Ich schwebte weiter wie ein Schwan über die Bühne, wedelte anmutig mit den Armen und machte große Sprünge, bis mich eine weitere massive Schmerzattacke traf.

- Ah", rief ich und übertönte sogar die Musik, woraufhin mein Partner mich erschrocken aus seinen Armen ließ.

Es gab einen dumpfen Schlag, als hätte jemand einen Baumstamm mit einer Axt zerhackt, aber selbst die Schmerzen in meinem Steißbein, die von dem Sturz herrührten, konnten den Schmerz in meinem Magen nicht überdecken.

Ein höllischer Schmerz!

Das Stimmengewirr verstummte und alle sahen mich an. Einige sprangen von ihren Sitzen auf, andere hatten bereits ihr Smartphone gezückt und in Erwartung des unweigerlich auf mich wartenden Abrisses die Taste für die Videoaufnahme eingeschaltet.

- Anka, was machst du da? - Ich war mitten in der Nacht, und ich war mitten in der Nacht", rief er mir zu, als wäre er seit meiner Kindheit mein Partner, Arthur, der fassungslos auf den zusammengerollten Körper zu seinen Füßen blickte. Er hatte schon lange auf mir herumgehackt, aber ich ignorierte die Bemühungen des jungen und gut aussehenden Blonden mit beneidenswerter Hartnäckigkeit.

- Veselov, was haben Sie getan?! - Die Kursleiterin Valentina Markovna sprang auf die Bühne und sah ihre Schüler mit besorgten Augen an.

- Ich... nichts. Ich wollte nur Unterstützung leisten, und sie hat geschrien und sich gekrümmt ... und hier", versuchte Arthur sich zu rechtfertigen und sah mich dann misstrauisch fragend an: - Vielleicht sind Sie schwanger?

- Hast du den Verstand verloren?! - rief ich, aber es klang ziemlich erbärmlich, denn ich hatte schon wieder einen Krampf.
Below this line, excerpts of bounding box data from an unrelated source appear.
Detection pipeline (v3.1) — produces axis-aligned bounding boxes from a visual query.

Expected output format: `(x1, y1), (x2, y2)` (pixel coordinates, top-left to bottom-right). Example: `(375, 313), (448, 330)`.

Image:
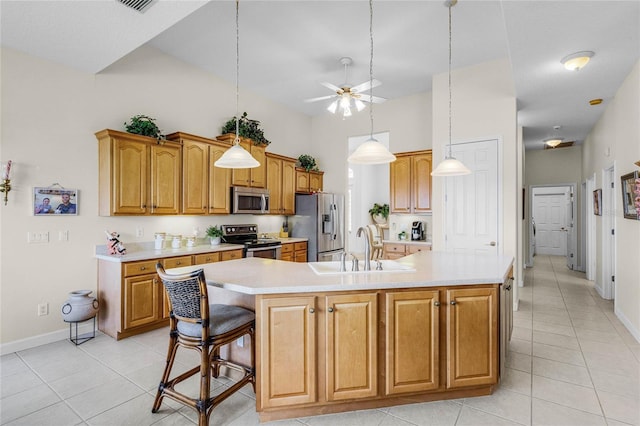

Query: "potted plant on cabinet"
(206, 225), (222, 246)
(369, 203), (389, 224)
(218, 112), (271, 146)
(124, 115), (166, 141)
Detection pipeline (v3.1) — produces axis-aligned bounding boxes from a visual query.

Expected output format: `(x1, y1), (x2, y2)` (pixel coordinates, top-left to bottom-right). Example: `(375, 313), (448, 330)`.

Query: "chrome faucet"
(356, 226), (371, 271)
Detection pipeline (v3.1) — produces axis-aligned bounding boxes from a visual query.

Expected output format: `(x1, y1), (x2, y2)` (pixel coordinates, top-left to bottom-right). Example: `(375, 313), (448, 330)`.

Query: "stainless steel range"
(222, 224), (282, 259)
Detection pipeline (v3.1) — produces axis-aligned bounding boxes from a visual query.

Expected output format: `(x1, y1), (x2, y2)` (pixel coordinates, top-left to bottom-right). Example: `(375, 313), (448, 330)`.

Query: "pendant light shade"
(347, 0), (396, 164)
(213, 0), (260, 169)
(431, 157), (471, 176)
(431, 0), (471, 176)
(213, 143), (260, 169)
(347, 138), (396, 164)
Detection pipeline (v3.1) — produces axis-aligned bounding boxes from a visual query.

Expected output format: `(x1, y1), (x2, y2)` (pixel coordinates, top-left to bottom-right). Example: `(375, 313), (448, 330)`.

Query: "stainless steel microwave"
(231, 186), (269, 214)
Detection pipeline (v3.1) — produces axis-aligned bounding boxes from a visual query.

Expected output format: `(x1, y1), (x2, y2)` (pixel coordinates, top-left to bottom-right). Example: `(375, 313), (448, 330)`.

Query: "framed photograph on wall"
(33, 187), (78, 216)
(593, 189), (602, 216)
(620, 171), (640, 220)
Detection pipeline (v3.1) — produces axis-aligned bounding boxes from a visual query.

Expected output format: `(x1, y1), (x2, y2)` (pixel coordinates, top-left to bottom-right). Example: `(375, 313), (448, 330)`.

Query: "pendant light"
(431, 0), (471, 176)
(213, 0), (260, 169)
(347, 0), (396, 164)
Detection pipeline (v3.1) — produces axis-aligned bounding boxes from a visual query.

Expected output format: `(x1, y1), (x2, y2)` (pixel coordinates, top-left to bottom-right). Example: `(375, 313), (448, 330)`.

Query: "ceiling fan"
(305, 57), (386, 118)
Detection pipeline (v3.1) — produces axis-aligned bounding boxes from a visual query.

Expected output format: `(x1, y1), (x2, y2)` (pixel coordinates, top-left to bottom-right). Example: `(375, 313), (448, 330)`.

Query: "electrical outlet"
(38, 303), (49, 317)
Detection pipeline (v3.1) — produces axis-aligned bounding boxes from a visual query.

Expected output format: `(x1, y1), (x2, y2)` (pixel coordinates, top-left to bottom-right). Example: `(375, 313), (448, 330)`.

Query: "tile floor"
(0, 256), (640, 426)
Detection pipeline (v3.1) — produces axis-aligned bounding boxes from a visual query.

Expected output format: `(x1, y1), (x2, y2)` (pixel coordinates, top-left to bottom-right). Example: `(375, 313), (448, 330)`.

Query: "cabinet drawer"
(123, 259), (157, 277)
(384, 243), (405, 253)
(162, 256), (192, 269)
(220, 249), (242, 261)
(193, 252), (220, 265)
(407, 244), (431, 254)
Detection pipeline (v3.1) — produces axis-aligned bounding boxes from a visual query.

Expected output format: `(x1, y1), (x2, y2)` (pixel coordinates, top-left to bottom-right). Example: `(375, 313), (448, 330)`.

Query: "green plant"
(298, 154), (318, 171)
(369, 203), (389, 219)
(124, 115), (165, 140)
(222, 112), (271, 146)
(205, 225), (222, 238)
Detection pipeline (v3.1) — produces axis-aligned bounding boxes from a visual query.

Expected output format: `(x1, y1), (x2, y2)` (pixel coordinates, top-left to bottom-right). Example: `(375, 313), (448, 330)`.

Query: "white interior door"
(532, 187), (570, 256)
(444, 139), (501, 254)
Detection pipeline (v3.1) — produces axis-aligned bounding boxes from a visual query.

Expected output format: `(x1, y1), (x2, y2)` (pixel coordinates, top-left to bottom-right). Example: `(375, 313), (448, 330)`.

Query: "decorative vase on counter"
(62, 290), (98, 322)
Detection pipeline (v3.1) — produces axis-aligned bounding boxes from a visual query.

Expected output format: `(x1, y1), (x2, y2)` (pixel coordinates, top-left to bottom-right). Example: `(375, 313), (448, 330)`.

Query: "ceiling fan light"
(347, 138), (396, 164)
(213, 144), (260, 169)
(560, 50), (594, 71)
(431, 157), (471, 176)
(544, 138), (564, 148)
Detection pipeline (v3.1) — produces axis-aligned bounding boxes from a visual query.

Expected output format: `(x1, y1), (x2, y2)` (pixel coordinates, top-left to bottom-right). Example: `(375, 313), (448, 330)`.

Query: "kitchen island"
(168, 251), (513, 421)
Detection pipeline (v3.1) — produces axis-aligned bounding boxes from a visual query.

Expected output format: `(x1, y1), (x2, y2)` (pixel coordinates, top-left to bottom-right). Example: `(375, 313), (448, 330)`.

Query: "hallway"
(0, 255), (640, 426)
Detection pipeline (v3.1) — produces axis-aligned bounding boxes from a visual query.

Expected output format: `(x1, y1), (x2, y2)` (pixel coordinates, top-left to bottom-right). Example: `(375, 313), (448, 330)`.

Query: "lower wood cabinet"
(256, 284), (507, 421)
(98, 249), (242, 339)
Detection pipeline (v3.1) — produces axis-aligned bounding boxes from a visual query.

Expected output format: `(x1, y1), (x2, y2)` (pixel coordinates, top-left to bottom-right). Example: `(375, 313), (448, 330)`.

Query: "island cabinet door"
(256, 296), (318, 410)
(446, 287), (499, 388)
(385, 290), (440, 395)
(124, 274), (162, 330)
(325, 293), (378, 401)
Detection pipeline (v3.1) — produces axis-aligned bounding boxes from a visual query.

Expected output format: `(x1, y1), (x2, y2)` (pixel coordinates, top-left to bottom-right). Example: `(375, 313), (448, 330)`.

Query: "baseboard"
(0, 321), (93, 355)
(613, 306), (640, 343)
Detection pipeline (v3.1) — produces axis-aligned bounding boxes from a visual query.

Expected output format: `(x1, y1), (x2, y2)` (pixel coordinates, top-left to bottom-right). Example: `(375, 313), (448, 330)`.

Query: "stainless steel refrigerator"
(289, 193), (344, 262)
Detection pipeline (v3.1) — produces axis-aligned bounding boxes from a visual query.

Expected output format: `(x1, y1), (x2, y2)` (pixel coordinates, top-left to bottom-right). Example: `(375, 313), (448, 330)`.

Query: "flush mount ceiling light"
(543, 125), (564, 148)
(347, 0), (396, 164)
(213, 0), (260, 169)
(431, 0), (471, 176)
(560, 50), (594, 71)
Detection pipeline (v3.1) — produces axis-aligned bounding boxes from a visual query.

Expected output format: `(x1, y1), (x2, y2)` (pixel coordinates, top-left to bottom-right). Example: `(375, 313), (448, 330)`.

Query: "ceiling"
(0, 0), (640, 149)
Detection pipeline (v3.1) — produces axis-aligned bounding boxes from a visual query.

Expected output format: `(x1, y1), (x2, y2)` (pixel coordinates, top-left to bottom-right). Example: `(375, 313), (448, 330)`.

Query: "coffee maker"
(411, 221), (425, 241)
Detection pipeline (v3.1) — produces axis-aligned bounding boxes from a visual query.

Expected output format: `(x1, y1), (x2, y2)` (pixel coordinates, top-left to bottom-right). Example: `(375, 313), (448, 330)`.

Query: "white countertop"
(95, 243), (244, 262)
(382, 240), (431, 246)
(167, 251), (513, 295)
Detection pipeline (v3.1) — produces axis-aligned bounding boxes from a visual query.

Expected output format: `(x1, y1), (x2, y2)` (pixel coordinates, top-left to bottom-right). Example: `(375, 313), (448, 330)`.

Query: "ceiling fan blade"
(359, 94), (387, 104)
(320, 81), (342, 92)
(351, 78), (382, 92)
(304, 95), (338, 102)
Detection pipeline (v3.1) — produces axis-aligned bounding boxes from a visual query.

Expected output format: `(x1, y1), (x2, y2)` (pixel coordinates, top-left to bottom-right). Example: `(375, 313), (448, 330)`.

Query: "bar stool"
(151, 263), (255, 426)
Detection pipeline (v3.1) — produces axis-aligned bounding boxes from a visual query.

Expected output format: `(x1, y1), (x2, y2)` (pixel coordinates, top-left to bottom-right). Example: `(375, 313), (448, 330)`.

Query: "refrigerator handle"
(331, 204), (340, 240)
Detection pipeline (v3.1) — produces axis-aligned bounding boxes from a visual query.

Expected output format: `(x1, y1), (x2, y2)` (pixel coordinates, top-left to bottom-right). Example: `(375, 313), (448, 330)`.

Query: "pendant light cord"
(447, 0), (456, 158)
(369, 0), (373, 139)
(233, 0), (240, 145)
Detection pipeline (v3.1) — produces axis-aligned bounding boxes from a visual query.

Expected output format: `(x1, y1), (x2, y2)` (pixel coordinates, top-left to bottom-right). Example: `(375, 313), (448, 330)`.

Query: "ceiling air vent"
(544, 141), (576, 149)
(118, 0), (153, 12)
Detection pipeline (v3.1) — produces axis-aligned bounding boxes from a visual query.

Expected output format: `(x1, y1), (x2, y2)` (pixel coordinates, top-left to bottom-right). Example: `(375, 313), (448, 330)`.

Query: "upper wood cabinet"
(389, 150), (432, 213)
(296, 167), (324, 194)
(167, 132), (231, 214)
(266, 152), (296, 215)
(96, 130), (181, 216)
(231, 138), (267, 188)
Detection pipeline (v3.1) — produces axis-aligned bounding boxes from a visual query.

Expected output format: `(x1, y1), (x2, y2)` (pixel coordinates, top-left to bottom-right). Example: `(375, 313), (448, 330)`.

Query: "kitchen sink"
(307, 260), (415, 275)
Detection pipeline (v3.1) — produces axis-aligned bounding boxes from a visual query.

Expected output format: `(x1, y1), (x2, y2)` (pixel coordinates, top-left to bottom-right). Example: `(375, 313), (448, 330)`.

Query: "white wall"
(0, 48), (311, 350)
(582, 61), (640, 341)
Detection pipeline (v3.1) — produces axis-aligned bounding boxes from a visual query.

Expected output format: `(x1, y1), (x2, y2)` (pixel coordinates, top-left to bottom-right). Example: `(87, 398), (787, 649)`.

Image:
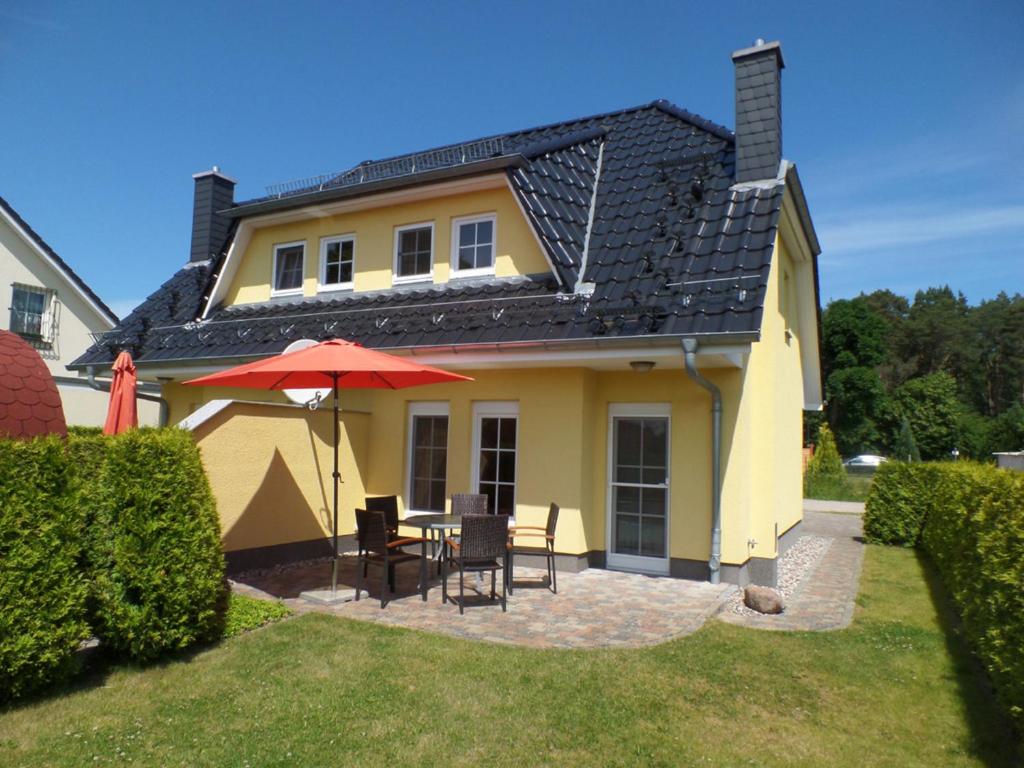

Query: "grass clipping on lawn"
(224, 593), (292, 637)
(0, 547), (1018, 768)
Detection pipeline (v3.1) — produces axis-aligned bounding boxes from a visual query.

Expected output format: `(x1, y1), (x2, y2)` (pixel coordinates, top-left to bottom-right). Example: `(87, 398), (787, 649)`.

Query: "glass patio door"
(607, 404), (670, 573)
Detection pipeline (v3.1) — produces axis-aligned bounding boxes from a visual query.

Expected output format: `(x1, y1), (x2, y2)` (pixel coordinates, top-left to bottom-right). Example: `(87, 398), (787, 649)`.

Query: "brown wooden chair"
(505, 503), (558, 595)
(367, 496), (398, 534)
(441, 515), (509, 613)
(355, 509), (427, 608)
(359, 496), (398, 575)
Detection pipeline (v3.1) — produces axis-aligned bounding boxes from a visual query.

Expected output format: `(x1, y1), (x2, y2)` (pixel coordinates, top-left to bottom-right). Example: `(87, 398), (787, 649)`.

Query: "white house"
(0, 198), (159, 426)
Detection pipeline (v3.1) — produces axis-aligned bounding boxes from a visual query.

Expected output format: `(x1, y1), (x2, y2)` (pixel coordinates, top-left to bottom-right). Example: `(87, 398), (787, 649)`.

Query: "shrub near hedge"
(91, 429), (227, 660)
(864, 462), (942, 547)
(864, 462), (1024, 734)
(0, 437), (89, 700)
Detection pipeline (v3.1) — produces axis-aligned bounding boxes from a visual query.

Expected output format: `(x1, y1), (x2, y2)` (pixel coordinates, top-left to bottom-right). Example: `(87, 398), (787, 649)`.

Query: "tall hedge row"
(864, 463), (1024, 734)
(0, 429), (227, 700)
(93, 429), (227, 660)
(0, 437), (89, 700)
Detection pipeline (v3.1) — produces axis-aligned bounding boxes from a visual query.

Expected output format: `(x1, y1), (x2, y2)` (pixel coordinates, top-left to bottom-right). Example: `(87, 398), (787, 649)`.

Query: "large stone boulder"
(743, 584), (785, 613)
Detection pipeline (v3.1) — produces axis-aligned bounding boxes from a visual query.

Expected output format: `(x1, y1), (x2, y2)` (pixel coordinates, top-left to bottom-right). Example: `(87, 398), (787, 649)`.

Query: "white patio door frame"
(604, 402), (672, 574)
(469, 400), (522, 524)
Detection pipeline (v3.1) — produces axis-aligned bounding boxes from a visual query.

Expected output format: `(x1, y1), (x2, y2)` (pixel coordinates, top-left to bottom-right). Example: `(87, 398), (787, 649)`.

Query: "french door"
(607, 403), (671, 573)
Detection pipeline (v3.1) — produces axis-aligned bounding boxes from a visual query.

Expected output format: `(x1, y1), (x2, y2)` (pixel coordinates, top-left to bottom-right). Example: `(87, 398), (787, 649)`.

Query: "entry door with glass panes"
(607, 404), (671, 573)
(472, 402), (519, 516)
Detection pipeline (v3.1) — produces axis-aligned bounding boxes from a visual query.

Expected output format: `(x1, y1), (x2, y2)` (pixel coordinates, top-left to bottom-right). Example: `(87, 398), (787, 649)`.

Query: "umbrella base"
(299, 589), (360, 605)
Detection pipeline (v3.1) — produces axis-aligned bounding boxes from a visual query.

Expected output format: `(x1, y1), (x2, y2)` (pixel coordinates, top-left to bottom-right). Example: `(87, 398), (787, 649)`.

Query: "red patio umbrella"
(185, 339), (472, 592)
(103, 352), (138, 434)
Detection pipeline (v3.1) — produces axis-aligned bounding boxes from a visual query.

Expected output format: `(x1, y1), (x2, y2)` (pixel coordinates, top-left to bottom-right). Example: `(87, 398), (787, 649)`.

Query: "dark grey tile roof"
(75, 101), (784, 366)
(0, 198), (118, 323)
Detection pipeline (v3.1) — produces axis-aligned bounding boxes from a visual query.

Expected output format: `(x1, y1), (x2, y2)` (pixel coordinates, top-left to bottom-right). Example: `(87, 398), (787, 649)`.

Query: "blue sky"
(0, 0), (1024, 312)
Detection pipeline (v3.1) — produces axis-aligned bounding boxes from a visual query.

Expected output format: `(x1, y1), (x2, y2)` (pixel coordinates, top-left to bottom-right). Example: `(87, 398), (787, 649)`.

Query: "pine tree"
(807, 423), (846, 480)
(893, 416), (921, 462)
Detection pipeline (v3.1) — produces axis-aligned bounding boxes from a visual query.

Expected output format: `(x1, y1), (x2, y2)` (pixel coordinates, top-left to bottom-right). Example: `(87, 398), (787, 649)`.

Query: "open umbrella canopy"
(103, 352), (138, 434)
(185, 339), (472, 389)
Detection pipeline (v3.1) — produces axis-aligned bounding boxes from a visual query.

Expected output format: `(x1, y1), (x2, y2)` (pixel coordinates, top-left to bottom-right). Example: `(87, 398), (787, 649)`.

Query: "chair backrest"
(459, 515), (509, 560)
(367, 496), (398, 530)
(545, 502), (558, 536)
(452, 494), (487, 515)
(355, 509), (387, 553)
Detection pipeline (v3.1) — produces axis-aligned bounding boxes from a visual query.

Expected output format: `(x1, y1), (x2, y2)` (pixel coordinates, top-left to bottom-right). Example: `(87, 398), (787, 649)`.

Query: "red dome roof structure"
(0, 331), (68, 437)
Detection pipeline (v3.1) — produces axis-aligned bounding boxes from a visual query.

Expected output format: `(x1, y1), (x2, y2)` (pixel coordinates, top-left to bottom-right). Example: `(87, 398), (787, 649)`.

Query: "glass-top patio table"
(398, 513), (515, 589)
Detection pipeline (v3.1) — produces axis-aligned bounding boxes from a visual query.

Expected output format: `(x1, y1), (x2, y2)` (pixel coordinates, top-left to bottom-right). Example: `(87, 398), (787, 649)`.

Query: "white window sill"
(451, 266), (495, 280)
(391, 272), (434, 286)
(316, 283), (353, 293)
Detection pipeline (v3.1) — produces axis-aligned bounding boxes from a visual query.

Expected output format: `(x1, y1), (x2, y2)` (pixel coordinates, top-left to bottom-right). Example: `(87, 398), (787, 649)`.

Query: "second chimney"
(732, 40), (785, 183)
(188, 166), (237, 261)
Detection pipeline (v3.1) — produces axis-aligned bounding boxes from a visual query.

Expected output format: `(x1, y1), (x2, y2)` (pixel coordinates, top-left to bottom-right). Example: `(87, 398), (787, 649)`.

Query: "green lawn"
(0, 547), (1017, 767)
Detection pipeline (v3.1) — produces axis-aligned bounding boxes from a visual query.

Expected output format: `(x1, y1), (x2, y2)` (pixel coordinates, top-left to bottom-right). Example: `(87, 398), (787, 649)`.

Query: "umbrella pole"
(331, 374), (341, 594)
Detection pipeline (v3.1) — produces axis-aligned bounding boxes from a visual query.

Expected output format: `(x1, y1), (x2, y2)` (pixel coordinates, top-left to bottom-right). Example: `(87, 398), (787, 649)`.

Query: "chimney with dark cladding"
(188, 166), (237, 261)
(732, 40), (785, 183)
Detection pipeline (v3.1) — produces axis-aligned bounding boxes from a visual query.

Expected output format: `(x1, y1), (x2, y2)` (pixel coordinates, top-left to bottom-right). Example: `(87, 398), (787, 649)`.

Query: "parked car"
(843, 454), (889, 472)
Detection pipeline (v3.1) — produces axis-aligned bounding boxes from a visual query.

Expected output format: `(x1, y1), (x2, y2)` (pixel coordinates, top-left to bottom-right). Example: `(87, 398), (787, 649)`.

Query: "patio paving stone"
(231, 512), (864, 648)
(231, 556), (735, 648)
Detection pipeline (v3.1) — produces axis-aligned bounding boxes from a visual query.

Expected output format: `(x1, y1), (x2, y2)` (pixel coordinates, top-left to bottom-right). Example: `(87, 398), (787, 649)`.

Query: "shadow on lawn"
(914, 549), (1021, 766)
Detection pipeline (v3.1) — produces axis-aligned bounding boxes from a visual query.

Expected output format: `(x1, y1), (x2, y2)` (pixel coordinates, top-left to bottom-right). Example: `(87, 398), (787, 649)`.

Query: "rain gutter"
(683, 338), (722, 584)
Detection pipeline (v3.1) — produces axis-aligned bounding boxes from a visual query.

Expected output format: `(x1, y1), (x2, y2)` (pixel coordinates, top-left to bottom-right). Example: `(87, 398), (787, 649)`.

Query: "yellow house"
(75, 43), (821, 584)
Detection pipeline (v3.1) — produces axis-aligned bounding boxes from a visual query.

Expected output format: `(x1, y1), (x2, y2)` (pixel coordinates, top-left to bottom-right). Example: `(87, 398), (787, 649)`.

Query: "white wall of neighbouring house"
(0, 207), (160, 426)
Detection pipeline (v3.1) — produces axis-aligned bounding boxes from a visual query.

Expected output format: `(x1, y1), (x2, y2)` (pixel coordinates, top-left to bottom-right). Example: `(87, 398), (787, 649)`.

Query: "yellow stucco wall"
(194, 403), (370, 552)
(743, 231), (804, 558)
(225, 188), (550, 304)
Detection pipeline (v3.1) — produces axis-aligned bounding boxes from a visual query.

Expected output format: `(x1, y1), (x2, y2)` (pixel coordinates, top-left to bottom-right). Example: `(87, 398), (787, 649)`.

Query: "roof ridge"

Es fühlte sich an, als würde jemand wütend versuchen, mir ein Stück Fleisch aus dem Magen zu reißen. - Nein, natürlich nicht... Wie kannst du... Gott, das tut weh!

- Hat schon jemand daran gedacht, einen Krankenwagen zu rufen? - rief Valentina Markovna wütend, aber sie sah nur verwirrte Blicke und auf uns gerichtete Smartphone-Kameras. - Haben Sie Ihre Angst völlig verloren?! Nehmt eure Spielsachen mit, damit ich sie bei den Proben nicht sehe, und nutzt sie aus. Ihr Idioten", murmelte sie vor sich hin.

- By the way, es ist der zweite Tag nimmt sie Schmerzmittel - sagte im Vertrauen Klassenkamerad - Tanya Gubanova, eine helle Blondine mit smaragdgrünen Augen, im Falle meines Scheiterns wird die Hauptrolle zu bekommen. Sie sagte es so laut, dass es fast jeder hören konnte.

- Sinitsyna, sei geduldig, du bist eine zukünftige Ballerina", erinnerte Valentina Markovna sie majestätisch, als sie ein weiteres Stöhnen hörte. - Bringen Sie Sinitsyna zur Krankenstation, bevor der Krankenwagen eintrifft, aber seien Sie vorsichtig.